Nov 15, 2009

Dunn on Israel in the New Testament


"The fact that Israel remains a given for the NT is very striking, not least in view of the fact that by the end of the first century embryonic Christianity must already have been predominantly Gentile in composition. But fundamental it was. Jesus' message can be summed up in terms of a hope for the restoration of Israel. The first believers were all Jews, and the great majority of the NT writings were composed by Jews. The Paul of Acts sums up his mission by reference to ‘the hope of Israel’ (Acts 28:20), just as the Paul of Romans affirms the irrevocability of God’s calling of Israel and purpose for Israel (Rom 1 1:25–32).
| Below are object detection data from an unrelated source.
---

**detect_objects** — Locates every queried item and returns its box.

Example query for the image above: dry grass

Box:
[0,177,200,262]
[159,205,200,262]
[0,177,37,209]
The chief term for Christian congregations, ‘church’ (ekklēsia), has been taken over from the LXX's translation of the qahal YHWH or the qahal lsrael (qahal = ‘assembly, congregation’).The assumption of the opening verses of James and 1 Peter is that the letters were addressed to (the twelve tribes[!] of) the Diaspora. And the seer of Revelation envisages salvation as embracing 144,000, 12,000 from each of the twelve tribes of Israel (Rev 74–8)."

James D. G. Dunn, New Testament Theology: An Introduction, Library of Biblical Theology, ed. James D. G. Dunn (Nashville: Abingdon, 2009), 978.